Address correspondence and reprint requests to Dr. Linda S. Williams, Department of Neurology, IUMC, 541 Clinical Drive, CL 365, Indianapolis, IN 46202.
Specific strategies for primary and secondary stroke prevention in children and young adults can only be recommended once the causes of stroke in these age groups are well described. ICD-9 codes were used to identify children aged 1 to 18 years with acute ischemic stroke. Young adults aged>18 to 45 years were identified from the Indiana University and Northwestern University Young Adults Stroke Registries. Validated criteria were used to subtype ischemic stroke as atherothrombotic (AT), cardioembolic(CE), small-vessel (SV), other determined cause, or unknown cause.
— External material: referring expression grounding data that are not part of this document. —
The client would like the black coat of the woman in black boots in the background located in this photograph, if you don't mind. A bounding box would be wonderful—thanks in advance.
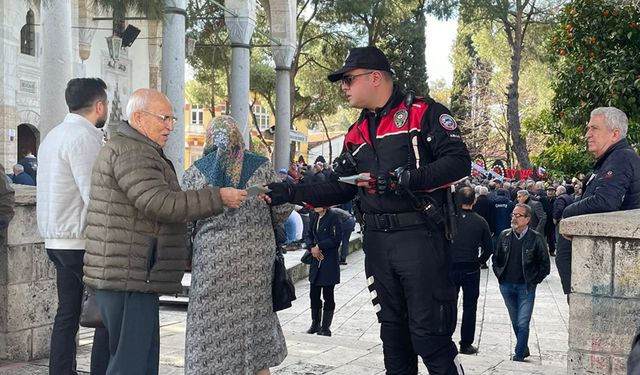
[306,208,342,286]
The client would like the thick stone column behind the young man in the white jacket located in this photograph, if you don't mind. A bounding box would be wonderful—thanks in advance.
[38,0,73,139]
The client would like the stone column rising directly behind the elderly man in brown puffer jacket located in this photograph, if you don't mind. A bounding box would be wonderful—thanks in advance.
[162,0,187,180]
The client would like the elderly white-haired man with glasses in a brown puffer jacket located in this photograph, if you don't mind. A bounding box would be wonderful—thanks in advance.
[84,89,246,375]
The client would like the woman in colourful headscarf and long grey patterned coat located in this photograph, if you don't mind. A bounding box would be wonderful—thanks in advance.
[183,116,293,375]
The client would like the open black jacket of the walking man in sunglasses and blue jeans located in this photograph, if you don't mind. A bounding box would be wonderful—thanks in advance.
[493,229,550,286]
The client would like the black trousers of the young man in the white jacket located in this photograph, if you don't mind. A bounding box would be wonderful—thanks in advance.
[47,249,109,375]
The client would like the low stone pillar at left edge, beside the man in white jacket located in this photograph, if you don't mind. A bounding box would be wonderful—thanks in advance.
[0,185,58,361]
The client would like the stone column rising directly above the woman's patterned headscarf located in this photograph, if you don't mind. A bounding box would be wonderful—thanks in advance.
[224,0,256,149]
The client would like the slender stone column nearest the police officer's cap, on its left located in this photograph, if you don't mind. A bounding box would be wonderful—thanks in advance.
[273,45,295,170]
Ninety-two children and 116 young adults were identified. Stroke subtypes in children/young adults (percentages) were as follows: AT 0/16 (p< 0.001), CE 15/14 (p = 10), SV 0/3 (p = 0.26), other 49/44 (p = 0.40), and unknown 36/23 (p = 0.04). Children had more prothrombotic causes (25% versus 14%, p = 0.03), and young adults had more dissections (3% versus 15%, p = 0.005). Children aged 15 to 18 years had causes of ischemic stroke more similar to those in young adults. The cause of ischemic stroke is less often identified in children than it is in young adults. Children have more prothrombotic causes of stroke, and adults have more atherothrombotic causes and dissections. Lacunar strokes are rare in both children and young adults. The age of 15 years should be used to separate childhood from young-adult ischemic stroke.
Received August 13, 1996. Accepted in final form July 2, 1997.